Lenvatinib is a receptor tyrosine kinase inhibitor that
inhibits the kinase activities of vascular endothelial growth factor
receptors VEGFR1-3.
The drug was approved earlier this year for the
treatment of patients with differentiated thyroid cancer whose disease
has progressed despite receiving radioactive iodine therapy (OT 3/10/15 issue).
The Breakthrough Therapy designation, enacted as part of
the FDA's 2012 Safety and Innovation Act, was created to expedite the
development and review time of a potential new drug for serious or
life-threatening disease where early clinical evidence suggests the drug
may demonstrate substantial improvement compared with existing
therapies.
The new designation for lenvatinib was based on the
results of a Phase II open-label, multicenter study of 153 patients who
had previously been treated with a VEGF-targeted therapy. Patients were
randomized to receive lenvatinib and everolimus, lenvatinib alone, or
everolimus alone—and the combination showed a clear benefit in terms of
progression-free survival compared with the patients receiving either
monotherapy (OT 7/25/15 issue).
The median duration of response was longest in the
patients receiving the drug combination (13.1 months), compared with
patients receiving only lenvatinib (7.5 months) or only everolimus (8.5
months).
Priority Review to Combination for Melanoma
The FDA also gave Priority Review status to the
combination of Tafinlar (dabrafenib) and Mekinist (trametinib) for the
treatment of patients with unresectable or metastatic melanoma with a
BRAF V600 mutation.
The drugs are oral agents used to block signaling in
different sites of the same molecular pathway that promotes cancer cell
growth—Tafinlar is a BRAF inhibitor and Mekinist is a MEK inhibitor.
Tafinlar and Mekinist were each already approved in 2013 as single agents (OT 6/25/13 issue); and the drug combination therapy was approved last year under the FDA's Accelerated Approval program (OT 2/10/14 issue).
That approval, though, was contingent on the results of the COMBI-d
study, which was designed to evaluate the clinical benefit of the
Tafinlar/Mekinist combination therapy in patients with unresectable or
metastatic melanoma with a BRAF V600 mutation.

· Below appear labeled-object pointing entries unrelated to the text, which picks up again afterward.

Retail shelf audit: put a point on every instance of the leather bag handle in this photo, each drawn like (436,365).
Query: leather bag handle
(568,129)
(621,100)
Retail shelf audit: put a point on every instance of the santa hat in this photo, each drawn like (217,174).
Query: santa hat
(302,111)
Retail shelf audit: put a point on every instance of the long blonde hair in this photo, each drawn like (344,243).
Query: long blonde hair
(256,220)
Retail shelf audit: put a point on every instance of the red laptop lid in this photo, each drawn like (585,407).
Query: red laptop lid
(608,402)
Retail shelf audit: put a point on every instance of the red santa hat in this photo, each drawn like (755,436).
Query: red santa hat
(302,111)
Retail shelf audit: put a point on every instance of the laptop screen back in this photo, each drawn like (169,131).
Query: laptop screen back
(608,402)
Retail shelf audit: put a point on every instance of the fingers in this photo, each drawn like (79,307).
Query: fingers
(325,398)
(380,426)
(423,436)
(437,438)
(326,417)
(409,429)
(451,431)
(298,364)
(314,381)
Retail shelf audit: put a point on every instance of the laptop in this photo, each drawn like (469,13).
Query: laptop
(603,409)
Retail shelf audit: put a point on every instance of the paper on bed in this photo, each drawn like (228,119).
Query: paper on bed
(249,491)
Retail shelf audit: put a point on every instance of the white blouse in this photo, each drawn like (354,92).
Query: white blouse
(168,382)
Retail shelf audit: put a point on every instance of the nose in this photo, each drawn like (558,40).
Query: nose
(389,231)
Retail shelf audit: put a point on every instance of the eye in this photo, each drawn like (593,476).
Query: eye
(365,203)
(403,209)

The FDA's priority review designation shortens the time
to complete a drug's review and aims to deliver a decision on marketing
approval designation for drugs that may offer major advances in
treatment or provide a treatment where no adequate therapy exists within
six months under the Prescription Drug User Fee Act (PDUFA). The FDA
action date for the drug combination is November 2015.
The double-blinded, Phase III COMBI-d study included 423
patients with unresectable or metastatic BRAF V600E/K mutation-positive
cutaneous melanoma, who were randomized to receive the
Tafinlar/Mekinist combination or therapy with Tafinlar and placebo. The
updated results showed that patients receiving the Tafinlar/Mekinist
combination had a median survival of 25.1 months compared with 18.7
months for patients receiving Tafinlar and placebo.

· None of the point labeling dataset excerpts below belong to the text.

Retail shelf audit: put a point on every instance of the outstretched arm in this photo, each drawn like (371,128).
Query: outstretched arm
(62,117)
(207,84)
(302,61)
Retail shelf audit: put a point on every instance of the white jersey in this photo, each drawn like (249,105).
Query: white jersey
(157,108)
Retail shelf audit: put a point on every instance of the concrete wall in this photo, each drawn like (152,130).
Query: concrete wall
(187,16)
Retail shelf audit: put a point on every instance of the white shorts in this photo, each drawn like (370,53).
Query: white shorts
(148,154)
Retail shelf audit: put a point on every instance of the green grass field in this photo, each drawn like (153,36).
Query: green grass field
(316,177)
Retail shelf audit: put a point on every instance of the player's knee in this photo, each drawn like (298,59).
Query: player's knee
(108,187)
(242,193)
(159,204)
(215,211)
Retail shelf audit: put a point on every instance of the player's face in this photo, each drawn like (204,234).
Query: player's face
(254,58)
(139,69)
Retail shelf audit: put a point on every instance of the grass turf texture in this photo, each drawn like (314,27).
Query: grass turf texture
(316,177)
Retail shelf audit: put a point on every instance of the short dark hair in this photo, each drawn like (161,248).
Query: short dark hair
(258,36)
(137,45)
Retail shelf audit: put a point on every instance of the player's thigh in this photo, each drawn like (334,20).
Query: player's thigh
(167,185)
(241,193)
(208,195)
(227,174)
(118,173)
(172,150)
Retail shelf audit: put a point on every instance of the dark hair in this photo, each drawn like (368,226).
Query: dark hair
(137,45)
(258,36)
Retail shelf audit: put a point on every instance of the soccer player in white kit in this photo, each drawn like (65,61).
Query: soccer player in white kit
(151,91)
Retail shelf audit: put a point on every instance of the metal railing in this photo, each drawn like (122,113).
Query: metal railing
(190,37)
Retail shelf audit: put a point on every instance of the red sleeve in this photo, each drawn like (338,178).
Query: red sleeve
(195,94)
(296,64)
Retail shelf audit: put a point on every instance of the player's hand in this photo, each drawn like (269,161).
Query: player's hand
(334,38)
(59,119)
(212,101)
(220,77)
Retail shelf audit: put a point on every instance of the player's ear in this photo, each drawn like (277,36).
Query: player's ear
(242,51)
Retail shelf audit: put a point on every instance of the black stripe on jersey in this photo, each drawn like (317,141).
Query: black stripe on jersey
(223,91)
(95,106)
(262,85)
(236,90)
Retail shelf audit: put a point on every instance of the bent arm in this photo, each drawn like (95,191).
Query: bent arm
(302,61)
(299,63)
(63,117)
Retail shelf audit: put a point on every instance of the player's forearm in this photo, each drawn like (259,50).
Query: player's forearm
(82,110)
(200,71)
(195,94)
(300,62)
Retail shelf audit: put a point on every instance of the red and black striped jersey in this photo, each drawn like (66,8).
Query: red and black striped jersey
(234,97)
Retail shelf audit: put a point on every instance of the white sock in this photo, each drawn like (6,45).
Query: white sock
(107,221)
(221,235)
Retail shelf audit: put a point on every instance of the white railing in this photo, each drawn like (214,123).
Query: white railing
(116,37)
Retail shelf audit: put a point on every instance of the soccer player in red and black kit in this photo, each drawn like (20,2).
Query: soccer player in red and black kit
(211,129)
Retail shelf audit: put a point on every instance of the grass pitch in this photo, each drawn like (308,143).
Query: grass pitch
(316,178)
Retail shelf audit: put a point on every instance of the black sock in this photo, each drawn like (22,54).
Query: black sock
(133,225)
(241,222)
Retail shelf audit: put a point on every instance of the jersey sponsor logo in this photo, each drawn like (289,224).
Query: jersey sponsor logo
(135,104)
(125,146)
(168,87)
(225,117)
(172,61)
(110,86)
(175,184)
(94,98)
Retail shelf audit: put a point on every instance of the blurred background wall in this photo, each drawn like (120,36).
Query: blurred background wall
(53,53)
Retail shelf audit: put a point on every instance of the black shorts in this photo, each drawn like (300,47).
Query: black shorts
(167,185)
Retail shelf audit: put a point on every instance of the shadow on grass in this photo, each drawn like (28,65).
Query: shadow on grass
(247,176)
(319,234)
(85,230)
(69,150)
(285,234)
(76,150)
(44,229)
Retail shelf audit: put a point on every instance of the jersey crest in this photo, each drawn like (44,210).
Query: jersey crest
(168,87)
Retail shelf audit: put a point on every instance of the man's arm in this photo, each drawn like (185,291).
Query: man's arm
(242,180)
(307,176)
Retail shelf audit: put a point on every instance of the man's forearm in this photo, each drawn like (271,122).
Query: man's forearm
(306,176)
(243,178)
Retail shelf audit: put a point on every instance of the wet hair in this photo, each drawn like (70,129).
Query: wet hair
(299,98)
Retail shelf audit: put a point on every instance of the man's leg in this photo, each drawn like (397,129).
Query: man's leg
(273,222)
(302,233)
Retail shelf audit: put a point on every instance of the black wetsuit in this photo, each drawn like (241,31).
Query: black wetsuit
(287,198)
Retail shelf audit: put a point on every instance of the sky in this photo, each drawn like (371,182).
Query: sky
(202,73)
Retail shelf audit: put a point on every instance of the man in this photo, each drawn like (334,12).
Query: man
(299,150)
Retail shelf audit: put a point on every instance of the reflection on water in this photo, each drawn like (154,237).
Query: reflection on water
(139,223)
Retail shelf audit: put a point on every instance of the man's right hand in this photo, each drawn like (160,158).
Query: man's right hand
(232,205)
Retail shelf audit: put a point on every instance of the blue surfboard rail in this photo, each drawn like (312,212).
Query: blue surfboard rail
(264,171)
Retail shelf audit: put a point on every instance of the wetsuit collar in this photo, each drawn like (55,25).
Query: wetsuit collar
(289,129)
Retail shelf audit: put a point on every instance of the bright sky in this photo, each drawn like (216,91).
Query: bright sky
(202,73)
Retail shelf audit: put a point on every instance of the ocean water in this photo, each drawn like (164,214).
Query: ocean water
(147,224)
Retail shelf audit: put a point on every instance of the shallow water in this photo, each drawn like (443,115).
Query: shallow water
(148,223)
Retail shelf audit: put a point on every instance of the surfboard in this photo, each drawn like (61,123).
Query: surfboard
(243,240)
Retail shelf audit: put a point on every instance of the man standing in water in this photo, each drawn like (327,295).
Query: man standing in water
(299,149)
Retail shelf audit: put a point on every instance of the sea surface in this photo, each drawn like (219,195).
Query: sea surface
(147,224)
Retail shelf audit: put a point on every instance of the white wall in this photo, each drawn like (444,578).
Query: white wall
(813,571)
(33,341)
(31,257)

Seventy four percent of patients receiving Tafinlar and
Mekinist were alive after one year of receiving the combination and 51
percent of the patients in that study arm were alive at two years,
compared with 68 percent and 42 percent respectively for patients in the
Tafinlar/placebo arm.
The safety results were consistent with the profile
observed to date for the combination and consistent with the profile
observed for Tafinlar monotherapy; no new safety concerns were observed.
The most common adverse events for patients receiving the
Tafinlar/Mekinist combination were pyrexia, fatigue, nausea, headache,
chills, diarrhea, rash, arthralgia, hypertension, vomiting, cough, and
peripheral edema.
There was a lower incidence of cutaneous squamous cell
carcinoma including keratoacanthoma with the Tafinlar/Mekinist arm (3%)
compared with the Tafinlar/placebo arm (10%). Eleven percent of patients
in the Tafinlar/Mekinist arm had to discontinue treatment due to
adverse events compared with seven percent of patients receiving
Tafinlar/placebo.
Both Tafinlar and Mekinist are marketed by Novartis.